Walford was sold for €14m last year to Cypriot-registered Yesreb Holding Limited, but the owners remain a mystery. Appellants against plans to renovate and extend the house in Dublin 4 and build four new homes on the site claim Mr Dunne still has an interest in it.
Last March, Dublin City Council gave permission for much of the planned development but restricted the number of new houses at the rear to three.
Yesreb is appealing the building restriction, while a number of residents are objecting to the entire planned development. Ms Mulcrone said the identity of the applicant was critical, because it was the law of the land.
Revelations at the Mahon Tribunal had highlighted the need for transparency in planning. If they did not know who the applicant was, planning permission could not be implemented.
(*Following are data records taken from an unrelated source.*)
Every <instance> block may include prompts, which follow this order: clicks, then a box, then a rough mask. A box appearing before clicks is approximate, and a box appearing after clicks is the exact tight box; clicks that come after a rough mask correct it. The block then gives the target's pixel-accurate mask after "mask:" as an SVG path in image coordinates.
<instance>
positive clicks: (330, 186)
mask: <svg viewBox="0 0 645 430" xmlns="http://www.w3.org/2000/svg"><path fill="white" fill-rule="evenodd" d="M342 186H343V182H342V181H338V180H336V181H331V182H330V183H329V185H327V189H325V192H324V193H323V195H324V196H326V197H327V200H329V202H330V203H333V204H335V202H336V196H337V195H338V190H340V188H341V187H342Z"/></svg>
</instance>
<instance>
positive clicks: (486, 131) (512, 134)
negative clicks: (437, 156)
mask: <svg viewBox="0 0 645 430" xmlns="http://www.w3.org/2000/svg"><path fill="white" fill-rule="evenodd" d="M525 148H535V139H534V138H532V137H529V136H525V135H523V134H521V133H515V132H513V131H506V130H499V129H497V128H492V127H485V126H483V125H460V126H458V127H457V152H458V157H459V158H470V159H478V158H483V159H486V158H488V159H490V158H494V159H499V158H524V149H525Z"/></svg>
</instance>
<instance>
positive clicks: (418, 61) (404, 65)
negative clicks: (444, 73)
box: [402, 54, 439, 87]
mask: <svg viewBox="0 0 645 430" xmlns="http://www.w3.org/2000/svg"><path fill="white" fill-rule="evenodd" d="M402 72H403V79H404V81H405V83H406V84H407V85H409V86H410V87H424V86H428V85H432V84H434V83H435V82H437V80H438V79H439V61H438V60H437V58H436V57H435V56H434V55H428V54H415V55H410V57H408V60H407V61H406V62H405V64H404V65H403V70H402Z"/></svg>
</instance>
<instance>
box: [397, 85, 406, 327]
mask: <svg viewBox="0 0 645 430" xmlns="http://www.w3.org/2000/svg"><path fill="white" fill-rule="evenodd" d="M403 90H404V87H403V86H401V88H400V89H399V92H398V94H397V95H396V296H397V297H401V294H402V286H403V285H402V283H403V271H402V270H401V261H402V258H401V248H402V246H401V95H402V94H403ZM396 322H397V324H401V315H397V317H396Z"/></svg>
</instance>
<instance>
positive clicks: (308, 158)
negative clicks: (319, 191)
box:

“That has been the tragedy of this site for nine years,” she said. “Nobody could be taken to task for the removal of the trees, even if the council decided that it was its duty as custodian of the environment to do so.”
Ms Mulcrone said the planning application could not comply with regulations and it automatically followed that it was invalid.
Mr Michael O’Donnell, BL for Mr MacKenzie, said a dangerous precedent could be set because a company registered abroad could operate with impunity — there would be nobody to serve with a planning restriction. He said the site had not be registered since it was sold in 2012. If it had, there would be evidence as to who was the owner.